Download or read book Retreat from Reconstruction, 1869–1879 written by William Gillette and published by LSU Press. This book was released on 1982-01-01 with total page 484 pages. Available in PDF, EPUB and Kindle. Book excerpt: According to William Gillette, recent reinterpretation of Reconstruction by revisionist historians has often tended to overemphasize idealistic motivations at the expense of assessing concrete achievements of the era. Thus, he maintains, the failure of both the purpose and the promise of Reconstruction has not been deeply enough analyzed. Retreat from Reconstruction is the first and most comprehensive analysis yet published on the course of the development, decline, and disintegration of Reconstruction during the decade of the 1870s. Gillette sets forth the idea that these years provided the true test of the effectiveness of Reconstruction. By using the primary sources to back up and amplify his premise, he offers a detailed, thoroughly convincing study of Reconstruction and a significant interpretation of why the political programs of the Republicans ended in failure. Focusing on Reconstruction as national policy and how it was made and administered, Gillette’s study interweaves local developments in the South with political developments in the North that resulted in the withdrawal of support of that policy.
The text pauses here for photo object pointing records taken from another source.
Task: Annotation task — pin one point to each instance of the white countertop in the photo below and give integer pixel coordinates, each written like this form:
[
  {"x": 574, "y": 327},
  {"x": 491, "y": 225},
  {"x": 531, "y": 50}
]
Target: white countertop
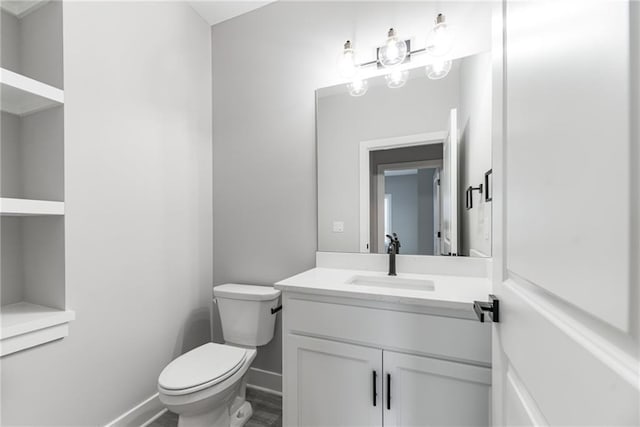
[{"x": 449, "y": 291}]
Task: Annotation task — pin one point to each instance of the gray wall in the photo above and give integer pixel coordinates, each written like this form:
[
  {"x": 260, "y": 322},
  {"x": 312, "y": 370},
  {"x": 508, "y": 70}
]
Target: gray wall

His broadly based work includes an examination of federal election enforcement in the South, the southern policies of the Grant and Hayes administrations, the presidential elections of 1872 and 1876, the congressional election of 1874, and the Civil Rights Act of 1875. In addition to political developments, Gillette touches on the social, economic, intellectual, educational, and racial facets of Reconstruction; and by demonstrating how they bore on the political processes of the era, he deepens our understanding of a crucial but controversial period in American history and the workings of the American political system.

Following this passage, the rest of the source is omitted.